Read Luke 1: 39 -56
Advice - Do not expect that when this fourth and final session is concluded that every question which has been raised will have been answered or that every issue which has emerged in these discussions will have been resolved. The aim here, in other words, has been to articulate significant queries exposed by the passages from Luke concerning the topic of Advent and, thus, to offer an alternative to the superficial and commercialized versions of the Advent season which prevail in the culture and to the often trivialized and unbiblical treatment of Advent prevalent in many churches. So, if you finish this session with a mind bustling with issues, rather than a tidy list of answers, do not be discouraged, be heartened: the effort has been worthwhile. Persevere, in the last session, in practicing listening by hearing the entire text read aloud and then reviewing it sentence by sentence.
Comment - The story of Mary's visit to the mother of John the Baptist, and the attribution of the Magnificat to her, is another traditional Advent text which may be so familiar that it is easily overlooked how explicitly it emphasizes the politics of both Advents. Keep rereading it and notice its political statements. "He has put down the mighty from their thrones, and exalted those of low degree; he has filled the hungry with good things, and the rich he has sent empty away." (Luke 1 52-53; see l Sam. 2:1-10). Moreover, in the final verses of the Magnificat it seems clear that the destiny of the nation is the particular political matter involved.

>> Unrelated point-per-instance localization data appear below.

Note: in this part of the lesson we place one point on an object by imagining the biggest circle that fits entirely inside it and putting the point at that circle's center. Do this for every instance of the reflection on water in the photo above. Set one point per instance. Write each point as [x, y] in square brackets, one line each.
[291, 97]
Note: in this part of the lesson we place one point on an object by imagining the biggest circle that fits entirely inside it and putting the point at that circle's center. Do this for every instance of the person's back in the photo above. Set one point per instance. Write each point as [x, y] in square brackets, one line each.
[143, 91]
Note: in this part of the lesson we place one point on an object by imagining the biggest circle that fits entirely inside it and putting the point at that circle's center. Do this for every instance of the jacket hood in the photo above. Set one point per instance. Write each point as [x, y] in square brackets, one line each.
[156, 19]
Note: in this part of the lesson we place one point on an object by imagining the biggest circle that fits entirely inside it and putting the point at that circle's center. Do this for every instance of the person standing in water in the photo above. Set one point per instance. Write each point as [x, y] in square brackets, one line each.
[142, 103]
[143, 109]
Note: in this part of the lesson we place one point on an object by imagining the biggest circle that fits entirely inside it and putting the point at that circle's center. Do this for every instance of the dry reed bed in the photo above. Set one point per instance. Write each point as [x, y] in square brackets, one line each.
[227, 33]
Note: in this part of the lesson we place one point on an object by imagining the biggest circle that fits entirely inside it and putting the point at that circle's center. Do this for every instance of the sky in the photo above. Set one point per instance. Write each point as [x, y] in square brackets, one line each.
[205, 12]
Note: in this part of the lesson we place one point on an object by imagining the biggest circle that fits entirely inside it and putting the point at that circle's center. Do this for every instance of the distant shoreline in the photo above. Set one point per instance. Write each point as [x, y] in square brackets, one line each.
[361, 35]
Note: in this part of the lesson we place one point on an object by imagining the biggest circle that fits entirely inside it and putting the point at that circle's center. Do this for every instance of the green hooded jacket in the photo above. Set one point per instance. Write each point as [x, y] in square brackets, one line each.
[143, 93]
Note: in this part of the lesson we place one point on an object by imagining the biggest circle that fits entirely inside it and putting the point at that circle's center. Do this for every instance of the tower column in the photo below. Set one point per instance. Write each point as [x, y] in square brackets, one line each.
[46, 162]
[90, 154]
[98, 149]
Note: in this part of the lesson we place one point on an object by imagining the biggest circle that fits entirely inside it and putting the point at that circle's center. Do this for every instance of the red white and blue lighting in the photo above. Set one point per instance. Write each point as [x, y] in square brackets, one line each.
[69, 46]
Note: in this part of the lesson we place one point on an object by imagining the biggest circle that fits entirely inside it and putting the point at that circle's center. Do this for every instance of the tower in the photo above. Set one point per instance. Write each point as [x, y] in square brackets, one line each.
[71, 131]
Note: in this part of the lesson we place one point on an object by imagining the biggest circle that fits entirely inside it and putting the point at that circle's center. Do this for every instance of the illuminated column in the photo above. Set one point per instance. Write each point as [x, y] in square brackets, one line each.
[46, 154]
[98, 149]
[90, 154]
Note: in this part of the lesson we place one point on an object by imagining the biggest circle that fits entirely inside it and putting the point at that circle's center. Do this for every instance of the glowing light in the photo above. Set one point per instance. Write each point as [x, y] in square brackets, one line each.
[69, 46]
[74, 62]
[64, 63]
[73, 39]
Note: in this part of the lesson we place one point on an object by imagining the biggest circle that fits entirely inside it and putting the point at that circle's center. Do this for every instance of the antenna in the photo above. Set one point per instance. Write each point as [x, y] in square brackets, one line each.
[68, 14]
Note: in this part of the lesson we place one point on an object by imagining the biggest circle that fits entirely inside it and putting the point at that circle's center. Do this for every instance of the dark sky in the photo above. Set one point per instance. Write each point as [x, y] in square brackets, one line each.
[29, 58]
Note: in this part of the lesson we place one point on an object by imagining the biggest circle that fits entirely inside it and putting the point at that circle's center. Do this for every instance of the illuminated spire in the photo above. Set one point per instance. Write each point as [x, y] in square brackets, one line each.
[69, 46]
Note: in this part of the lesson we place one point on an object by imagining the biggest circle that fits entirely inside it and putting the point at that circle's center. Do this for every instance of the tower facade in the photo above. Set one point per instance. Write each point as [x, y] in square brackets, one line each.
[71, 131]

Since the ministries of John the Baptist and of Jesus are, as became evident in earlier texts studied, so intertwined, this may be an appropriate place to read the remainder of this first chapter of Luke, concerning the birth of John the Baptist. (See Luke 1:57 80). How is the auspicious birth of John related to the coming of Jesus?
Consider, also, the obvious political character of other events associated with or proximate to the birth of Jesus. This is often overlooked because the manger scene is recalled and represented in the culture as if it were some quaint pastoral scape, what with hay and sheep and so on. Yet stop to think that the census to which Mary and Joseph submitted was a surveillance, the homage of the Magi acknowledged the status of Jesus as Lord and King, while Herod, frantic about the birth, sought to assassinate the child. This is no quiet, simple, politically innocuous event; it is a cosmic happening. In the first Advent, Christ the Lord comes into the world, in the next Advent, Christ the Lord comes as judge of the world, and all the world's thrones and pretenders, regimes and presidencies, principalities and authorities, in vindication of the reign of the Word of God in history. That is the truth, which the world hates, which biblical people bear and by which they live as the Church in the world in the time between the two Advents.